L’Argentine a été déclarée en « défaut sélectif » par l’agence de notation Standard & Poor’s.

Madame Christine Lagarde, à la tête du FMI, a affirmé que ce sera sans conséquence grave pour le système financier mondial en raison de l’« isolement » actuel de l’Argentine.

L’Argentine avait jusqu’à minuit pour effectuer un versement d’intérêts de 539 millions de dollars (402 millions d’euros). Le marché des capitaux considère que cette somme n’a pas été payée. Or les choses sont plus compliquées : l’Argentine a tenté d’effectuer le versement mais la somme est bloquée par un juge américain en raison d’un contentieux entre l’Argentine et deux détenteurs de dette argentine que l’on qualifiera soit de « fonds spéculatifs » (hedge funds), soit de « fonds vautours », selon le regard que l’on porte sur la finance mondiale.

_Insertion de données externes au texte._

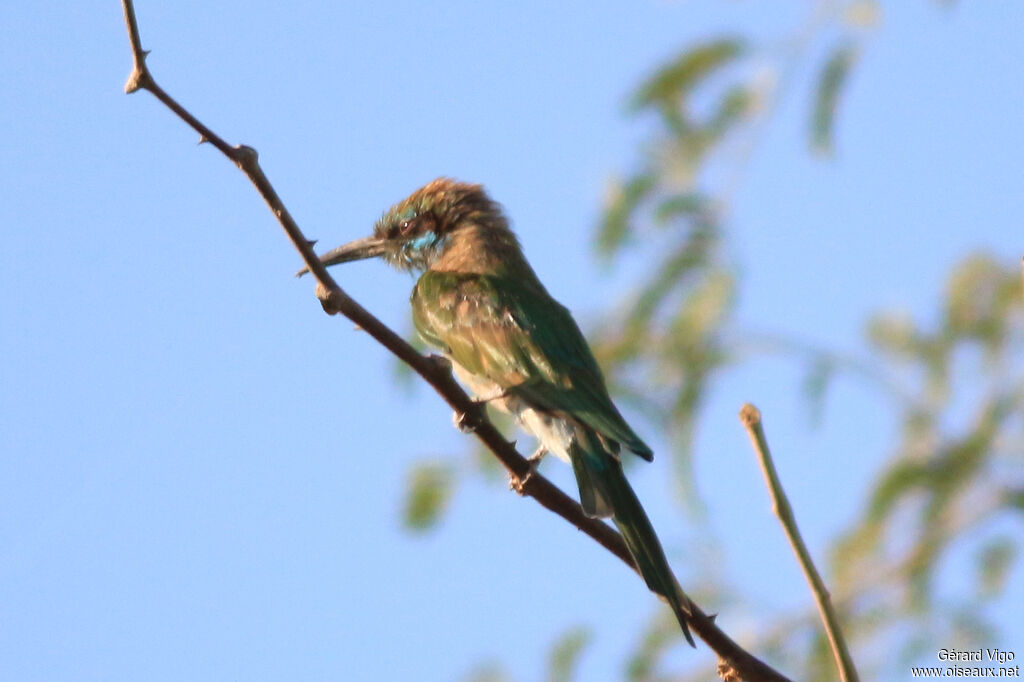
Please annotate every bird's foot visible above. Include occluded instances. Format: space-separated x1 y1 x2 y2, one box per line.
509 445 548 495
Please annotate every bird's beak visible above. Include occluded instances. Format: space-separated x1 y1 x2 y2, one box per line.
295 235 387 278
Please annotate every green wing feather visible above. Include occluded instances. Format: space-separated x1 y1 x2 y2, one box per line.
412 270 653 461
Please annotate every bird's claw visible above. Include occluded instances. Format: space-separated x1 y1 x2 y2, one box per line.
509 445 548 495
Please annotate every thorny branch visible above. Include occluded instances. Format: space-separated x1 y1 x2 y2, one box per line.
122 0 787 682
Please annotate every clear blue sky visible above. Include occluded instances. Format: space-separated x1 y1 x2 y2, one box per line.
0 0 1024 680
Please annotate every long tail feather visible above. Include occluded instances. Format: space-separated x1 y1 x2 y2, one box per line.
569 436 695 646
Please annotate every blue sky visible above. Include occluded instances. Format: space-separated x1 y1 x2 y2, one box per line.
0 0 1024 680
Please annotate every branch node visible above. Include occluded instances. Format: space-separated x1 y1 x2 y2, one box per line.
125 61 153 94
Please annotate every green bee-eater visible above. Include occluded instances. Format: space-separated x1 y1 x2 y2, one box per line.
303 178 693 644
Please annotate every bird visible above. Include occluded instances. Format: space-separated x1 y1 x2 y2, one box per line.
299 177 693 646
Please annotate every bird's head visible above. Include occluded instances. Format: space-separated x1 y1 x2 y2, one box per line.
299 177 515 274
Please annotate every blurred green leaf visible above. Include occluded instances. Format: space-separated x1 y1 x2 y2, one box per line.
631 38 745 110
867 312 920 356
654 191 709 224
811 43 858 154
707 85 755 139
402 462 456 531
548 627 592 682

Si l’Argentine voit son sort lié aux décisions d’un juge américain, c’est qu’elle a pris la décision (fait l’erreur ?) d’émettre une partie de sa dette (= emprunter) en dollars ; elle a par ailleurs émis une partie de sa dette en euros ou en yens, en plus d’en pesos et en dollars).

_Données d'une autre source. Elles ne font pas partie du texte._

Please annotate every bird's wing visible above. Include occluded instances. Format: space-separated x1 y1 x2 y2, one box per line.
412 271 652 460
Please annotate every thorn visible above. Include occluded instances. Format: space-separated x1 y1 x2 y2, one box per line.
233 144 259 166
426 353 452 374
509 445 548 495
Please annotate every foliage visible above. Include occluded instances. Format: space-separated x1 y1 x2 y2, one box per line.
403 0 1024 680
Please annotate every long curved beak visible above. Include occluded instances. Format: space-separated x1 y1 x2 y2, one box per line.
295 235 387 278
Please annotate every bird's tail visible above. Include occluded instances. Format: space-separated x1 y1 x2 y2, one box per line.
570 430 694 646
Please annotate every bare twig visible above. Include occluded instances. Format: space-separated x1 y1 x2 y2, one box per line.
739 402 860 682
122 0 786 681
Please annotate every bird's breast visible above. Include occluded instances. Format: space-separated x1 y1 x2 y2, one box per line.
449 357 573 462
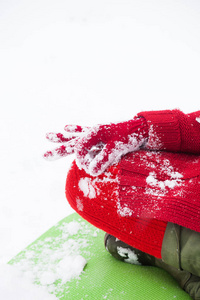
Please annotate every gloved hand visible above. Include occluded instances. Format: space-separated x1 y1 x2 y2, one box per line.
44 117 148 176
43 125 89 160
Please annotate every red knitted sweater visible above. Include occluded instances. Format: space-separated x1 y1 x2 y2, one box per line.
66 110 200 258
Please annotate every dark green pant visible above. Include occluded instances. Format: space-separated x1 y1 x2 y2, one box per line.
159 223 200 300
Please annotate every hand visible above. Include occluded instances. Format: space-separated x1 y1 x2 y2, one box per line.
43 125 89 161
74 118 148 176
44 117 148 176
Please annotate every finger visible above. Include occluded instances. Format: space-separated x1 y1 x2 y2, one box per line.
88 141 129 176
64 125 90 132
43 140 75 161
46 132 74 143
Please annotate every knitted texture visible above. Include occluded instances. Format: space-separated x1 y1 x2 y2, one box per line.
66 110 200 258
66 161 167 258
138 110 200 154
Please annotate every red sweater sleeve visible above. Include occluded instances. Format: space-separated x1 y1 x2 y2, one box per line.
138 110 200 154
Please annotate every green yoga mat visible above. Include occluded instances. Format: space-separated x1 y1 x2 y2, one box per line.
9 213 191 300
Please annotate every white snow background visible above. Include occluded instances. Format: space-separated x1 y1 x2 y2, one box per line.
0 0 200 300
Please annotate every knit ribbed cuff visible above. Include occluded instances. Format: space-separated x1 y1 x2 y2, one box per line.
137 110 181 151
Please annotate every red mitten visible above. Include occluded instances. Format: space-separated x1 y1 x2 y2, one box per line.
44 117 148 176
75 118 148 176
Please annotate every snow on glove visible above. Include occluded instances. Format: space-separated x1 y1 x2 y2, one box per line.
74 117 148 176
43 125 89 160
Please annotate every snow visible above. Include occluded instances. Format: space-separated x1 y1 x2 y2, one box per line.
0 0 200 300
78 177 96 199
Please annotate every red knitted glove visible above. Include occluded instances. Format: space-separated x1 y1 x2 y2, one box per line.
75 118 148 176
44 117 148 176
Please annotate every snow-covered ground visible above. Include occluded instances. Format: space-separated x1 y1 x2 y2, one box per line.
0 0 200 300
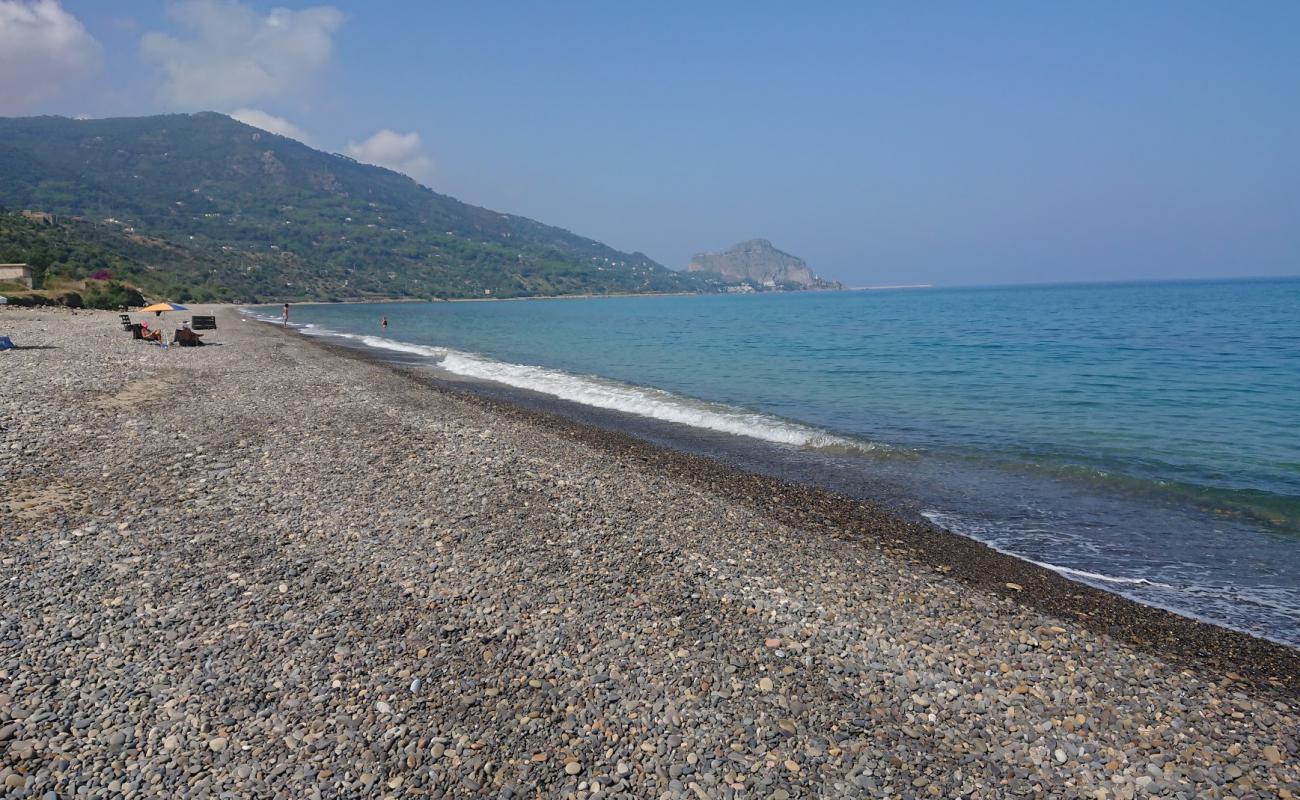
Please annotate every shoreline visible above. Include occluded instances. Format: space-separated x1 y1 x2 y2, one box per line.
287 313 1300 697
0 307 1300 800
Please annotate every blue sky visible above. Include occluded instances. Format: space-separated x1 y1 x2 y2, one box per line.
0 0 1300 285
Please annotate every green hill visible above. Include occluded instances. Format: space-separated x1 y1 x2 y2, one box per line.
0 113 722 302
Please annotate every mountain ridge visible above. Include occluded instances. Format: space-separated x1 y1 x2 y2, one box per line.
0 112 733 300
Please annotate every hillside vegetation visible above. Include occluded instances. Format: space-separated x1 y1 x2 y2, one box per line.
0 113 724 302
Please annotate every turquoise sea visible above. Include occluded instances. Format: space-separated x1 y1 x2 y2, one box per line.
252 280 1300 647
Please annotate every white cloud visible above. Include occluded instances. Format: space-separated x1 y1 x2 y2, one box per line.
347 127 433 181
0 0 101 113
140 0 343 111
230 108 312 144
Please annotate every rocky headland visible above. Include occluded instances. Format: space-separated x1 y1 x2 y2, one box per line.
686 239 842 289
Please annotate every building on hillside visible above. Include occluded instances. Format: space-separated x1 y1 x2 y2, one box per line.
0 264 31 289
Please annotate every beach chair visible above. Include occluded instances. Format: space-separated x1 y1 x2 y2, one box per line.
172 325 203 347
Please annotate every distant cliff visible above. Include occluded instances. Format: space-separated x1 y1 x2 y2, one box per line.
686 239 840 289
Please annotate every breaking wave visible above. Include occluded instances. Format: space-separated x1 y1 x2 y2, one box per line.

C’est une très longue histoire qu’il faudra peut-être raconter un jour en détail mais en voilà vite fait le principe. Un pays fait défaut sur sa dette et dit à ses créanciers : « Je ne peux vous rembourser que 25 centimes [c’est un exemple] sur chaque euro que je vous ai emprunté. C’est à prendre ou à laisser ! » Les emprunteurs se disent « Je prends les 25 centimes, qu’est-ce que je peux faire d’autre ? ». Arrivent les « fonds spéculatifs » ou les « fonds vautours » Aurelius Capital Management et NML Capital Ltd qui s’adressent à certains de ces prêteurs malheureux et leur disent : « Je vous rachète cette dette argentine pour 28 centimes [c’est le même exemple] ». Les autres se disent « C’est une affaire ! » et ils vendent. Le lendemain, Aurelius et NML réunissent leur équipe de juristes, ils vont au tribunal et ils déposent plainte disant que l’Argentine leur a volé 72 centimes. Le juge leur répond : « Il me semble aussi ! »

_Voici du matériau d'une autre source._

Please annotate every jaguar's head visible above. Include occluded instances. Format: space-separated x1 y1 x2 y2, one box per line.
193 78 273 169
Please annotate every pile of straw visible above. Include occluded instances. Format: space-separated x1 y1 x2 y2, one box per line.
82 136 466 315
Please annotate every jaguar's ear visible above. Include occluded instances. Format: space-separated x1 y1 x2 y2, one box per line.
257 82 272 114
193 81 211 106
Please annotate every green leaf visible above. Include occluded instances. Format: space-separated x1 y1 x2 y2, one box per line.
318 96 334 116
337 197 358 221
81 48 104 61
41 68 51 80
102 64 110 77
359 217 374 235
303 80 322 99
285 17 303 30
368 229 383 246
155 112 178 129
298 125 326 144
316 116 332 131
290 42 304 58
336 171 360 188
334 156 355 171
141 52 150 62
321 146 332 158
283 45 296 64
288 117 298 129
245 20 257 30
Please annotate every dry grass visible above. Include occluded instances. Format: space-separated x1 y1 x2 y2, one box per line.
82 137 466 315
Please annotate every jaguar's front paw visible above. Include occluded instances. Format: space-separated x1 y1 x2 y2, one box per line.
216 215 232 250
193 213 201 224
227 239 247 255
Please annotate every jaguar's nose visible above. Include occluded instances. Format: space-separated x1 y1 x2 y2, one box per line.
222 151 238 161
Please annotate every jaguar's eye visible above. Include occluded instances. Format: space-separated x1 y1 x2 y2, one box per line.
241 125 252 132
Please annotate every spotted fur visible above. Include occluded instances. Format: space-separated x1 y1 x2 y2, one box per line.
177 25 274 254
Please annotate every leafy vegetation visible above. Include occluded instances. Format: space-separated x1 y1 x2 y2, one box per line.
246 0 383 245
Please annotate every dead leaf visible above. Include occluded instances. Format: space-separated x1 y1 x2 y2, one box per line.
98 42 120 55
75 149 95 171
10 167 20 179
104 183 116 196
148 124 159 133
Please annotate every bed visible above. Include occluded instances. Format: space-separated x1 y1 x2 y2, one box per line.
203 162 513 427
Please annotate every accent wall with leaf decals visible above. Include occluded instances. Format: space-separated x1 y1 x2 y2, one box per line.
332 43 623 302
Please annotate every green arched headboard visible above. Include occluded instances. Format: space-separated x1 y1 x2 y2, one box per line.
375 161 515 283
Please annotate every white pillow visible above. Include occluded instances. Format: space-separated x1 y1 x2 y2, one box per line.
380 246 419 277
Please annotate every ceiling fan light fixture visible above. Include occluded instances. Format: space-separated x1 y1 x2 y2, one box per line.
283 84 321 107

Paul Singer, le patron de Elliott Management Corp. dont NML est une filiale, a déjà fait le coup au Pérou, en Zambie et en République du Congo. Même si le coup qu’il tente en ce moment en Argentine lui rapporterait du 1.600 % s’il réussit, il ne se perçoit pas personnellement comme un vautour mais comme un chevalier blanc qui s’adresse aux peuples de ces nations et à leur fierté et le message qu’il leur adresse est celui-ci : « Si votre pays est en défaut, c’est parce que vos zélites corrompues se sont sucrées au passage ! », et il sort alors son dossier exposant les faits, qui n’est malheureusement pas vide…

P.S. Bon, j’arrête pour ce soir mais c’est en gros le topo ! Davantage certainement demain.